Beschuldigde over bekentenissen: “Ik zei dat maar om ervan af te zijn”

Eén van de twee beschuldigden zat in een rolstoel, al is het niet duidelijk of hij die ook echt nodig had. © BELGA
Redactie KW

Op het assisenproces over de moord op Caroline Vyncke (42) is Geert Vanweehaeghe (37) maandagnamiddag verhoord door voorzitter Koen Defoort.

De beschuldigde blijft erbij dat hij niets met de feiten te maken heeft. Vanweehaeghe beweert dat hij enkel bekende om van de vragen van de politie af te zijn.

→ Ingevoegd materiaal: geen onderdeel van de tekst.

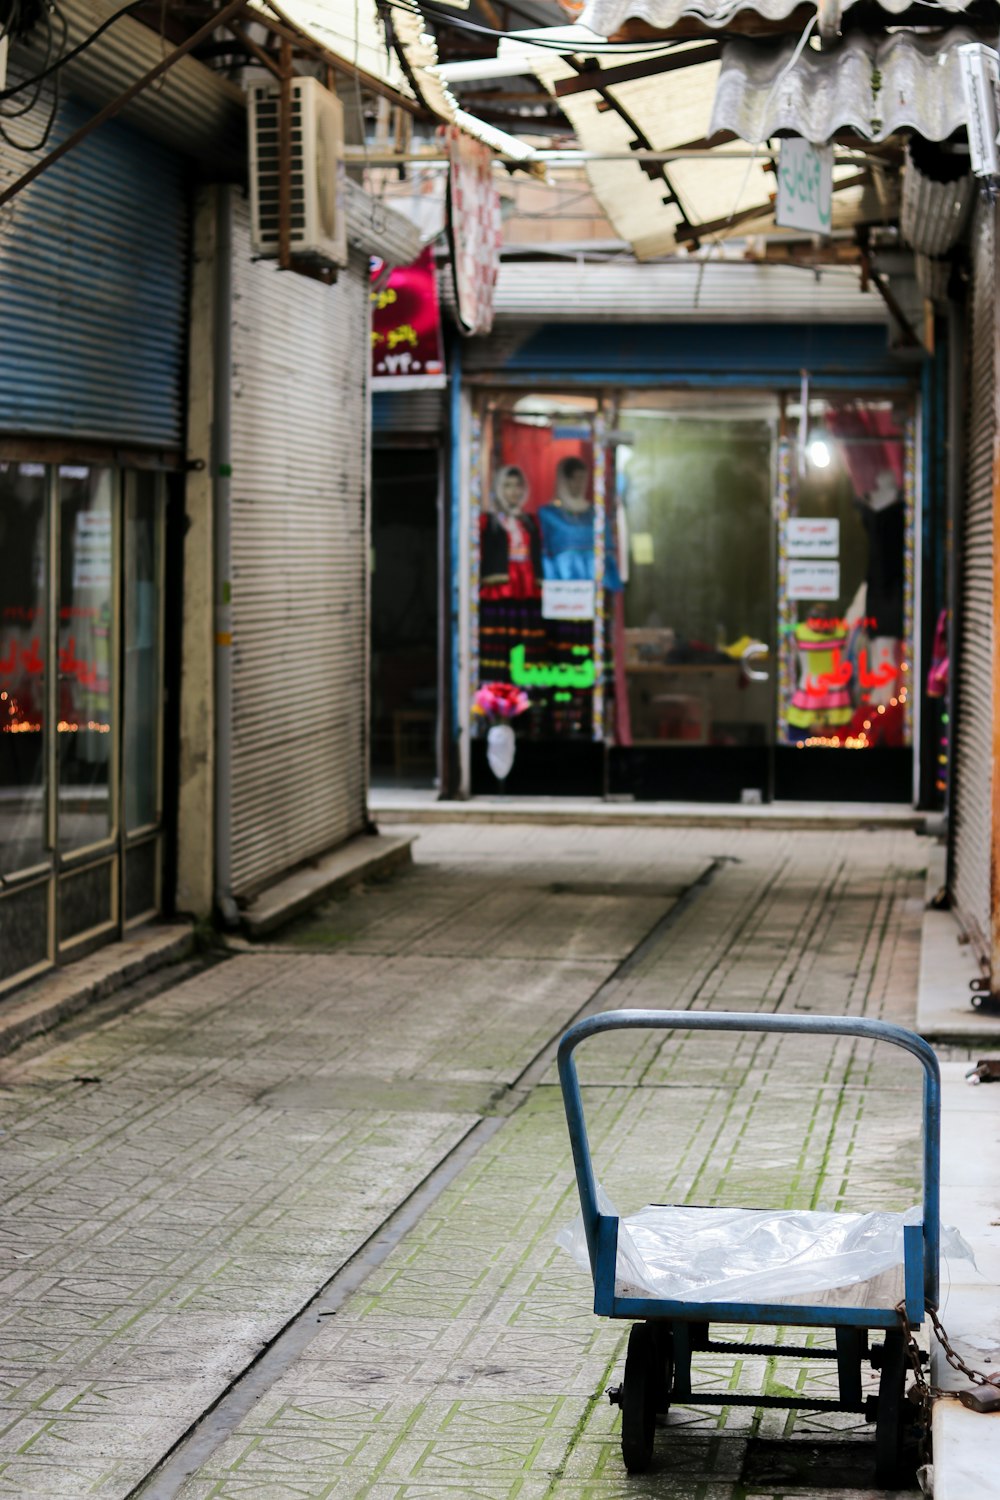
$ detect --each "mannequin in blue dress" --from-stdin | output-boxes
[537,457,622,589]
[535,456,621,736]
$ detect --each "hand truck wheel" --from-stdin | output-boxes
[621,1322,662,1474]
[874,1329,918,1490]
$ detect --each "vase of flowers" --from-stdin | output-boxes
[473,682,530,786]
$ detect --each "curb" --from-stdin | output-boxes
[370,798,925,833]
[0,923,195,1058]
[239,833,414,939]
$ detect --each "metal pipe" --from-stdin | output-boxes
[944,298,965,874]
[212,185,238,929]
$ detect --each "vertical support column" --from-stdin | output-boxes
[990,199,1000,983]
[775,436,794,744]
[592,409,607,743]
[903,415,917,754]
[212,186,236,926]
[460,397,482,798]
[176,185,218,918]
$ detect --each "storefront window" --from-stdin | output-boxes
[781,398,912,751]
[0,462,48,875]
[615,396,776,750]
[476,394,615,741]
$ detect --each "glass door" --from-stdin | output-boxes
[608,393,778,801]
[0,459,168,993]
[0,462,51,985]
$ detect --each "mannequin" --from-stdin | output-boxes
[856,468,904,639]
[478,464,543,686]
[537,456,622,590]
[480,465,541,599]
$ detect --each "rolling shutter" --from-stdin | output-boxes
[229,197,368,896]
[951,197,995,964]
[0,87,187,448]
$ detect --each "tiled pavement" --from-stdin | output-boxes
[0,824,960,1497]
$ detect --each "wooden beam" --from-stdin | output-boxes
[227,18,283,79]
[675,171,868,244]
[555,43,720,97]
[259,0,426,115]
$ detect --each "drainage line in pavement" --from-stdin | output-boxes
[132,856,724,1499]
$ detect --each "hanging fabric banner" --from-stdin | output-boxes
[442,124,501,336]
[370,247,447,391]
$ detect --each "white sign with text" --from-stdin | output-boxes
[785,518,840,558]
[787,560,841,600]
[542,579,596,621]
[776,139,833,236]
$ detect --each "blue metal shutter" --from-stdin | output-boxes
[0,93,188,448]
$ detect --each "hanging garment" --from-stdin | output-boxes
[480,512,542,600]
[858,499,904,638]
[537,503,622,591]
[788,622,854,734]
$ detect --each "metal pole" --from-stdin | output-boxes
[213,185,238,928]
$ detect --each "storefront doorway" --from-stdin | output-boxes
[369,448,441,790]
[0,461,167,992]
[467,387,915,803]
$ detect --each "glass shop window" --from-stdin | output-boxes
[782,397,912,751]
[476,394,622,741]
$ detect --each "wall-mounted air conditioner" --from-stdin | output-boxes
[249,74,348,268]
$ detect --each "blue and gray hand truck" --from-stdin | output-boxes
[557,1010,940,1488]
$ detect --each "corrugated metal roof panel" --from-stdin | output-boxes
[580,0,979,35]
[710,28,976,143]
[488,258,888,321]
[527,40,883,258]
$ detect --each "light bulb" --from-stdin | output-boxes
[808,438,832,469]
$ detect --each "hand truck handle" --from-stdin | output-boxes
[557,1010,941,1310]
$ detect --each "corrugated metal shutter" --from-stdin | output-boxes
[0,84,188,447]
[951,197,995,963]
[229,198,368,896]
[372,388,445,438]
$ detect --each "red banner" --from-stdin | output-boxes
[370,247,446,391]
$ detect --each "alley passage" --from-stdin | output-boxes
[0,823,950,1498]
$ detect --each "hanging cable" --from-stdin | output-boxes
[0,0,145,103]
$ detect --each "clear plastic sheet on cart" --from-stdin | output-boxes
[556,1194,975,1306]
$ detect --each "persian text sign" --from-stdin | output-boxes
[371,247,446,391]
[542,580,595,621]
[785,518,839,558]
[787,560,841,600]
[776,139,833,235]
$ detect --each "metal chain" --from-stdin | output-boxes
[895,1300,1000,1398]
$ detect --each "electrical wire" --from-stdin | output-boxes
[384,0,693,52]
[0,0,145,102]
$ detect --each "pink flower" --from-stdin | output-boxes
[474,682,530,721]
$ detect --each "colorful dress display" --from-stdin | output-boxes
[788,622,854,738]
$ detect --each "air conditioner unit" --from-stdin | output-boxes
[249,75,348,268]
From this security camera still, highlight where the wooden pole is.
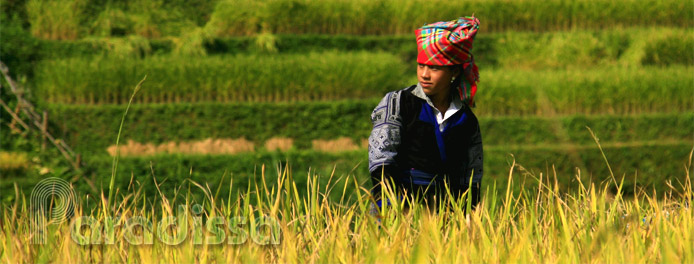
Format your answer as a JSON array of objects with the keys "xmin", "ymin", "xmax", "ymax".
[
  {"xmin": 0, "ymin": 97, "xmax": 30, "ymax": 131},
  {"xmin": 0, "ymin": 60, "xmax": 78, "ymax": 169},
  {"xmin": 8, "ymin": 104, "xmax": 20, "ymax": 132},
  {"xmin": 0, "ymin": 60, "xmax": 98, "ymax": 193}
]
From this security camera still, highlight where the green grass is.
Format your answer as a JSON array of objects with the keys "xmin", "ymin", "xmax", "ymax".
[
  {"xmin": 34, "ymin": 57, "xmax": 693, "ymax": 113},
  {"xmin": 476, "ymin": 66, "xmax": 694, "ymax": 116},
  {"xmin": 4, "ymin": 141, "xmax": 688, "ymax": 202},
  {"xmin": 32, "ymin": 27, "xmax": 693, "ymax": 69},
  {"xmin": 32, "ymin": 51, "xmax": 408, "ymax": 104},
  {"xmin": 25, "ymin": 0, "xmax": 86, "ymax": 40},
  {"xmin": 45, "ymin": 100, "xmax": 694, "ymax": 154},
  {"xmin": 15, "ymin": 0, "xmax": 693, "ymax": 40},
  {"xmin": 23, "ymin": 0, "xmax": 205, "ymax": 39},
  {"xmin": 486, "ymin": 28, "xmax": 694, "ymax": 68},
  {"xmin": 206, "ymin": 0, "xmax": 691, "ymax": 35}
]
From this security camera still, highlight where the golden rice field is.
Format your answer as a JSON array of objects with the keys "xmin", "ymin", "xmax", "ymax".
[{"xmin": 1, "ymin": 154, "xmax": 692, "ymax": 263}]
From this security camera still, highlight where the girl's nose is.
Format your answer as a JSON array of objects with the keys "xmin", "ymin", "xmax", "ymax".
[{"xmin": 420, "ymin": 67, "xmax": 430, "ymax": 78}]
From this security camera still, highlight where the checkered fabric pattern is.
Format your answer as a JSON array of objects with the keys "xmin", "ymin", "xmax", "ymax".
[{"xmin": 415, "ymin": 16, "xmax": 480, "ymax": 107}]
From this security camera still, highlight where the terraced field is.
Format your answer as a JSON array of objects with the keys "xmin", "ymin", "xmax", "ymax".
[{"xmin": 2, "ymin": 3, "xmax": 691, "ymax": 198}]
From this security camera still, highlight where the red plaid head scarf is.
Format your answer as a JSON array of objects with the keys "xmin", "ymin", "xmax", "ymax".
[{"xmin": 415, "ymin": 16, "xmax": 480, "ymax": 107}]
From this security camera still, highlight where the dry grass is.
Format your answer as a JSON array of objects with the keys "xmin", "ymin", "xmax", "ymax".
[
  {"xmin": 0, "ymin": 159, "xmax": 692, "ymax": 263},
  {"xmin": 106, "ymin": 138, "xmax": 255, "ymax": 156},
  {"xmin": 264, "ymin": 137, "xmax": 294, "ymax": 152},
  {"xmin": 106, "ymin": 137, "xmax": 372, "ymax": 155},
  {"xmin": 360, "ymin": 138, "xmax": 369, "ymax": 149},
  {"xmin": 0, "ymin": 152, "xmax": 29, "ymax": 170},
  {"xmin": 312, "ymin": 137, "xmax": 360, "ymax": 153}
]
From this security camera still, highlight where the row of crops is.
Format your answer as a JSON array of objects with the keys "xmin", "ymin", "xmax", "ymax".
[
  {"xmin": 206, "ymin": 0, "xmax": 692, "ymax": 35},
  {"xmin": 45, "ymin": 103, "xmax": 694, "ymax": 154},
  {"xmin": 25, "ymin": 102, "xmax": 690, "ymax": 198},
  {"xmin": 31, "ymin": 28, "xmax": 693, "ymax": 105},
  {"xmin": 23, "ymin": 27, "xmax": 692, "ymax": 63},
  {"xmin": 19, "ymin": 0, "xmax": 692, "ymax": 40},
  {"xmin": 34, "ymin": 63, "xmax": 693, "ymax": 115}
]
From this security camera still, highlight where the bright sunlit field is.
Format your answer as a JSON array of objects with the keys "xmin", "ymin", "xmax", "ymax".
[
  {"xmin": 2, "ymin": 0, "xmax": 693, "ymax": 263},
  {"xmin": 2, "ymin": 156, "xmax": 692, "ymax": 263}
]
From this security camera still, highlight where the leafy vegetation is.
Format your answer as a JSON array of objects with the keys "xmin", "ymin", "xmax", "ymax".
[
  {"xmin": 32, "ymin": 52, "xmax": 408, "ymax": 104},
  {"xmin": 20, "ymin": 0, "xmax": 692, "ymax": 38},
  {"xmin": 27, "ymin": 28, "xmax": 692, "ymax": 67},
  {"xmin": 32, "ymin": 56, "xmax": 694, "ymax": 111}
]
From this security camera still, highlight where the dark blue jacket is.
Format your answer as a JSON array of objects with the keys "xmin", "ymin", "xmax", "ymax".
[{"xmin": 368, "ymin": 84, "xmax": 483, "ymax": 199}]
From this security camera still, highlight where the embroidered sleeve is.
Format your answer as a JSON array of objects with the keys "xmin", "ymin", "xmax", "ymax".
[
  {"xmin": 467, "ymin": 119, "xmax": 483, "ymax": 183},
  {"xmin": 368, "ymin": 90, "xmax": 402, "ymax": 173}
]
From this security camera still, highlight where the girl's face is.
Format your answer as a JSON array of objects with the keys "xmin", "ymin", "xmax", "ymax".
[{"xmin": 417, "ymin": 63, "xmax": 458, "ymax": 98}]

Geert Vanweehaeghe groeide naar eigen zeggen op in een vrij normaal gezin. Toch trok hij net als zijn broers snel het huis uit. “Mijn pa dronk veel. Ik heb nooit bier gedronken, ik ben tegen alcohol.” Op 24-jarige leeftijd knoopte hij een relatie aan met Caroline Vyncke. “We zijn snel gaan samenwonen omdat we anders twee pachten moesten betalen. In het begin was de relatie goed. Later hadden we vaak woorden. We hadden ook al een jaar geen seks meer”, verklaarde hij.

De beschuldigde zat in de periode van de feiten in een rolstoel, al worden daar vraagtekens bij geplaatst. “In het begin kon ik echt niet weg. Dat was door een werkongeval in 2007. Ik kreeg vanaf dat moment 800 euro invaliditeitsuitkering.” Volgens zijn werkgever was er geen sprake van een ongeval en bleef Vanweehaeghe gewoon zelf weg.

Ik heb gezegd dat ze moest stoppen met verwijten maken en mee naar de televisie moest kijken. Dan heeft ze de hond gepakt en is vertrokken

Een jaar of twee voor de feiten leerde Vanweehaeghe zijn buurman Thomas Couvreur kennen. “Ik ben maar één keer bij hem in huis geweest.” Op 5 februari 2011, enkele dagen voor de verdwijning, kwam het tot een hevige ruzie met Couvreur. “Dat ging over tabak. Ik heb dan een duw gekregen.” Uit het onderzoek blijkt dat Caroline Vyncke die dag inderdaad naar de politie belde. Ze vertelde zelfs dat Couvreur hen ging vermoorden.

Op 8 februari 2011 had Vyncke volgens haar partner al de hele dag gedronken toen ze ‘s avonds ruzie kregen. “Ik heb gezegd dat ze moest stoppen met verwijten maken en mee naar de televisie moest kijken. Dan heeft ze de hond gepakt en is vertrokken.” Diezelfde avond ging Vanweehaeghe in paniek naar enkele buren, al kon hij zich geen details meer herinneren.

Tijdens zijn verhoor was de beschuldigde steeds korter van stof. Aan de politie verklaarde hij plots dat hij Vyncke had geduwd en met zijn rolstoel weggevoerde. “Ik was het zodanig beu. Ik zei dat maar om ervan af te zijn.” Vanweehaeghe zat enkele weken in de cel, maar was terug op vrije voeten toen op 16 april 2011 lichaamsdelen van het slachtoffer werden aangetroffen in de Heulebeek. “Ik was er kapot van toen ik dat hoorde. Ik mis haar nog zeer. Ze bleven me daarna maar dezelfde vragen stellen. Ik was zo moe dat ik maar gezegd heb dat ik alles gedaan heb.” Ook tijdens de reconstructie toonde Geert Vanweehaeghe pas na lang aandringen hoe de feiten zich zouden afgespeeld hebben.